Pub Date: Oct. 1st, 2013
ISBN: 978-0-7364-3118-7
Publisher: Random House

Sister princesses face travails when one cannot control her ice magic.

This “junior novelization” of the Disney film diligently follows its plot but cannot match its appeal. Almost scene by scene it unfolds, from the opening ice-harvesting montage through the childhood accident that causes Elsa to withdraw from Anna, Elsa’s disastrous coronation, her flight to her ice palace, and Anna’s struggle to bring her back with the help of doughty Kristoff, reindeer Sven and goofy snowman Olaf. Unfortunately, where the plot’s arbitrariness—where does Elsa’s magic come from? What do the trolls have to do with it? How can loving parents allow their troubled daughter to alienate herself?—can be forgiven as computer-generated filigrees of ice swoop across the screen, music swells, and dialogue is given voice by talented actors, it is all too evident in this print version that lacks the film’s advantages and does nothing to compensate beyond sprinkling extra exclamation points around.
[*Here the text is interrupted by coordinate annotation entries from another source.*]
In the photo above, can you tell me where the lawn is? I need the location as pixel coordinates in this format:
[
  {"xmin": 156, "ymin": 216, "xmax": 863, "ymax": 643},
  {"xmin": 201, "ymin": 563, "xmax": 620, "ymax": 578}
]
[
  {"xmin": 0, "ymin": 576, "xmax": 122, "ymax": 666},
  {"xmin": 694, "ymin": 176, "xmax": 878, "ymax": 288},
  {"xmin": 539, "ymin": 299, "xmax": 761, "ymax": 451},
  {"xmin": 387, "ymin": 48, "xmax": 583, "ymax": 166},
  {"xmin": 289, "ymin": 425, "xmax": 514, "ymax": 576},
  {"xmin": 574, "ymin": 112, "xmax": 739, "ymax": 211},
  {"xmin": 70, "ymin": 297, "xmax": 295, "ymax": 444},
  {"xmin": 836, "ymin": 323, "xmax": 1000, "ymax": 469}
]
Funny moments of film slapstick are laboriously and unfunnily explained, and the film’s songs are given flat summaries: “…Olaf went on and on about all the wonderful things he would do in summer…”; the anthemic “Let It Go” receives not even a snippet of a quote. The only thing adapters Nathan and Roman do to capitalize on their medium is to use Olaf’s name for Elsa’s snow monster throughout its appearance: “Marshmallow roared—and charged after them!” Alas, the humor is lost in the pedestrian prose.

At $4.99, it’s cheaper than the movie, but it’s still a bad deal.